Konuşmaların ardından Gün+Partners Avukatlık Bürosu ortaklarından Hande Hançar Koç, markanın ticarileştirilmesi ve markadan değer yaratma yöntemleri hakkında katılımcılara bilgi verdi. Markadan değer yaratmak için yapılması gerekenleri örnekler üzerinden anlatan Koç, şöyle devam etti:

“Bütün fikri ve sınai mülkiyet hakları ve markalar, pazarda bize bir avantaj sağlamak için var. Bu haklar bizi pazar lideri yapabilir, tek başına pazar oluşturabilir, rekabet avantajı yaratabilir. En nihayetinde bu hakları niçin alıyoruz? Bize finansal bir fayda sağlaması için. Markadan değer yaratma yöntemlerinin ilki defansif yaklaşım. Bu yaklaşıma göre tam güçle markanızı korumak adına her türlü önlemi alıyor ve markanızı bizzat kendiniz kullanıyorsunuz. İkincisi ofansif yaklaşım. Burada lisanslama söz konusu. Lisanslamada bir başkasına kendi izninizle kendi markanızı kullandırma izni verirsiniz. Dolayısıyla bir rakibiniz ya da rakip olacak bir işletmeyle kendi marka çatınız altında, sizin markanızı kullanması konusunda bir anlaşma yapıyorsunuz. Öyle olunca da sizin lisansınızla pazarınızı genişletmiş, markanıza farklı bir değer yaratmış olabiliyorsunuz. Disney karakterlerinin lisanslama yoluyla çarşaftan oyuncağa, kıyafetten arabaya kadar çeşitli ürünlerde kullanılması bunun en güzel örneklerinden biri. Üçüncü yöntem iş birlikçi yaklaşım. Burada devir, satış, ortak girişim, açık lisans gibi uygulamalar var. Son olarak rehin ve tazminat olarak kullanma, patent ve vergi teşvikleri gibi unsurların yer aldığı finansal araç yöntemi var.”

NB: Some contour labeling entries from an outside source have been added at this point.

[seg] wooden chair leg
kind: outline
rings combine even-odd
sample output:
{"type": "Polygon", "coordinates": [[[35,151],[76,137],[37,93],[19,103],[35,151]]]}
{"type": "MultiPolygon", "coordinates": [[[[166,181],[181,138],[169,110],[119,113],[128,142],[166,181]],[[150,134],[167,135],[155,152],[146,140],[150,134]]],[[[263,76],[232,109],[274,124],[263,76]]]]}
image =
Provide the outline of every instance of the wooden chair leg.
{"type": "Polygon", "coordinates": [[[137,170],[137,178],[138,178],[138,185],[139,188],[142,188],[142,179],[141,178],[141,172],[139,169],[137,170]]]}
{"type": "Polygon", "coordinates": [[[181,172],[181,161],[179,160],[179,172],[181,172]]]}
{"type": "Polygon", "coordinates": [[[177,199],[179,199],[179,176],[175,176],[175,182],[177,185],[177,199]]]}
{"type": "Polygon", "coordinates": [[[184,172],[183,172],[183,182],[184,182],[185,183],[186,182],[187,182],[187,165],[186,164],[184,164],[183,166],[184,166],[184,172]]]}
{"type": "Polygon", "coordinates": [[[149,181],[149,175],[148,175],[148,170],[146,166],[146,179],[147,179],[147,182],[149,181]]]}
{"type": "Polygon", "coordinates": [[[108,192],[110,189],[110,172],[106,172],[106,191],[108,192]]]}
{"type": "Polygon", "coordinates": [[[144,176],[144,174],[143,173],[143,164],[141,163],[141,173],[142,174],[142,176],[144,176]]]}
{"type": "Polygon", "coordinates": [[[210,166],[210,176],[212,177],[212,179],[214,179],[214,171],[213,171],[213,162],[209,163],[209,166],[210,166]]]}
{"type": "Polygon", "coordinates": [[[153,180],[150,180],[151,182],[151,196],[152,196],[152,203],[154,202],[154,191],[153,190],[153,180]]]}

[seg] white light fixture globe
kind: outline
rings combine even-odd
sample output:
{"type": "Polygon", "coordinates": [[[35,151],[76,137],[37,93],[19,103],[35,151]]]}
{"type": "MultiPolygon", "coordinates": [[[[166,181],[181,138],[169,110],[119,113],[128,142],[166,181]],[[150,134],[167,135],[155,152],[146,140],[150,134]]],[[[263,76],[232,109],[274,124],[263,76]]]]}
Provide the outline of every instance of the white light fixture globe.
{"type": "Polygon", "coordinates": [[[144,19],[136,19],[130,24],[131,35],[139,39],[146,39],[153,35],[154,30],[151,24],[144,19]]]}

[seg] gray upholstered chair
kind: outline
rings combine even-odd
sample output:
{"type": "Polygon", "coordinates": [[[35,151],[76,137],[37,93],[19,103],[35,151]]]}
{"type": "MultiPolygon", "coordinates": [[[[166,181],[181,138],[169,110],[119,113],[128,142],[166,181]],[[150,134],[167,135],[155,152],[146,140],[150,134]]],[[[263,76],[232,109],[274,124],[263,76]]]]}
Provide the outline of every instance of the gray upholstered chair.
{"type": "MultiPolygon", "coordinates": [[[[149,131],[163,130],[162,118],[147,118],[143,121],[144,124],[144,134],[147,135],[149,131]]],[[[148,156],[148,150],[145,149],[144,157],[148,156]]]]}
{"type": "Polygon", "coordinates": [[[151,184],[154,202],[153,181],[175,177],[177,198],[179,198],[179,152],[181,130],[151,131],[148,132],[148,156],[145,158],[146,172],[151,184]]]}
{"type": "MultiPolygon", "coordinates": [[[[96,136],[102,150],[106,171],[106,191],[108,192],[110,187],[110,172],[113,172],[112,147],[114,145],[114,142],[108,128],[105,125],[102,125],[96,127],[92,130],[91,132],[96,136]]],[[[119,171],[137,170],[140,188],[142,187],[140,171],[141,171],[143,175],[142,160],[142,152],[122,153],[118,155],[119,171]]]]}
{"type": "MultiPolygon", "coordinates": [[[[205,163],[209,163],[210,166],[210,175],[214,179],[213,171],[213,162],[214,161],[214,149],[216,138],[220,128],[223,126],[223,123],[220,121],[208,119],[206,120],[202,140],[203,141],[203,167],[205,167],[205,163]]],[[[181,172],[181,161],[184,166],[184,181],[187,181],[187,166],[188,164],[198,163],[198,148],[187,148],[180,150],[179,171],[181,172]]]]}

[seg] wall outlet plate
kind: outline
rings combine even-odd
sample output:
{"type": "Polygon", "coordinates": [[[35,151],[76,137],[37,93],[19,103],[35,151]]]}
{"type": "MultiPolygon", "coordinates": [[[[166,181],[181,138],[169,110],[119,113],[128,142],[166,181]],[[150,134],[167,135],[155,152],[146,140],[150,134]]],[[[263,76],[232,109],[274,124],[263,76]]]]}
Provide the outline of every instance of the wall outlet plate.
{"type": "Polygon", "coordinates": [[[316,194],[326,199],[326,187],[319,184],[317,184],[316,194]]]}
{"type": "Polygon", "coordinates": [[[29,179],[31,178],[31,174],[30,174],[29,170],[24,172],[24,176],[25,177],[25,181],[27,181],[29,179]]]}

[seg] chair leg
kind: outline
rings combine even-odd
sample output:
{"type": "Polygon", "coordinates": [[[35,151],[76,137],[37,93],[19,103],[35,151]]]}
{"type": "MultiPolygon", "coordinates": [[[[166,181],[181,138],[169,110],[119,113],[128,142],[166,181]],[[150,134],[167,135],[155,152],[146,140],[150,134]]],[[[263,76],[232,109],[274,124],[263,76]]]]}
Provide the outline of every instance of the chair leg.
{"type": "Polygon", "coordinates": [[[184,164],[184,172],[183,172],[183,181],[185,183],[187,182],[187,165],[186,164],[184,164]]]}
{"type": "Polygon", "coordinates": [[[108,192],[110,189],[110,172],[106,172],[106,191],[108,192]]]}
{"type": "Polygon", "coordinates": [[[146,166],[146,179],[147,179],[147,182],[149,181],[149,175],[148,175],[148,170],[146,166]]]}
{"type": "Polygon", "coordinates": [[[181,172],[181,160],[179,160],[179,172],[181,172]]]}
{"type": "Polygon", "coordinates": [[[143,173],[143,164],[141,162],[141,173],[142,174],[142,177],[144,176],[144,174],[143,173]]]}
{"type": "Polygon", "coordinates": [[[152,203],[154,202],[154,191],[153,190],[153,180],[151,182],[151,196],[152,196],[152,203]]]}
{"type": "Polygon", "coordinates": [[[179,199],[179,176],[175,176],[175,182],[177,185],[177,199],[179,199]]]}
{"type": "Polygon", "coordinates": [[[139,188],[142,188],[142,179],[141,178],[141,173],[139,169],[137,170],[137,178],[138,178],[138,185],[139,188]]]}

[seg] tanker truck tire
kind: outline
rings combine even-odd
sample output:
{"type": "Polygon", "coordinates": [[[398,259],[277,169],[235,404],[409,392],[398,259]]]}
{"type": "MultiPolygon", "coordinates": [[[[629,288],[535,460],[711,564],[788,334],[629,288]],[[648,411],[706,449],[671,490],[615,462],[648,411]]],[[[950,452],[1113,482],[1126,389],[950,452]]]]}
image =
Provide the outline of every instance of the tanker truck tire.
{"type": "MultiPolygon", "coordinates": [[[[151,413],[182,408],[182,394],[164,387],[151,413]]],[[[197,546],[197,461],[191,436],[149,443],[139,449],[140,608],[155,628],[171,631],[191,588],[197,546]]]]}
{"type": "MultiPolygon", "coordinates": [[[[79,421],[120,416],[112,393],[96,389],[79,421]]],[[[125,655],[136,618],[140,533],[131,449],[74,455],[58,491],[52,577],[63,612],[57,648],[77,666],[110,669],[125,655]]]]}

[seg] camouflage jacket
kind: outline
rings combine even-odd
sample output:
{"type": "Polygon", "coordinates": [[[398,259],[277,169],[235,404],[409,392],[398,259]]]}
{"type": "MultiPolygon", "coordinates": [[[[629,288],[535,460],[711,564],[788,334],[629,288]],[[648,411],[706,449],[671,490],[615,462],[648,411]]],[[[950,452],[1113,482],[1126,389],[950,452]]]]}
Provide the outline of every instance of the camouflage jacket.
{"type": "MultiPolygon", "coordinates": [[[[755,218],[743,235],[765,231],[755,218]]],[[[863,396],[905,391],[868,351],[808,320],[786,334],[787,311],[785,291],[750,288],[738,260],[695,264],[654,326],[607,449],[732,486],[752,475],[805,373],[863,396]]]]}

5 yıl kullanmazsanız markanız iptal edilebilir

Gün+Partners Avukatlık Bürosu kıdemli avukatı İrem Girenes Yücesoy da, marka tescilindeki önemli unsurlar; marka oluşturma ve korumanın önemini anlattı. Marka yaratım aşamasında orta ve uzun vadeli marka koruma strateji oluşturmanın büyük önem taşıdığını ifade eden Yücesoy, “Markayı tescil ettikten sonra da belirli koruma kalkanlarını devreye sokmak gerekiyor. Tescil ettiğiniz markanızı, tescil ettiğiniz marka ve hizmetler için kullanmanız yasal bir yükümlülük. Markanızı kullanmaz ya da kullandığınızı ispat edemezseniz markanızı kaybedebilirsiniz. Çünkü tescil tarihinden itibaren 5 yıl içinde, tescil edildiği mal ve hizmetler bakımından, Türkiye’de ciddi bir şekilde kullanılmayan ya da bu kullanıma 5 yıl kesintisiz ara verilen markalar iptal edilebiliyor. Hatta Türk Patent nezdinde başkalarının marka başvurularına itiraz ederken de sizin markanız 5 yıldan uzun süredir tescilliyse karşı tarafın talebi üzerine markanın kullanılmasını ispat etmeniz gerekir. Aksi halde, davanızda haklı olup olmadığınıza bakılmaksızın davanın reddiyle karşılaşabilirsiniz” diye konuştu.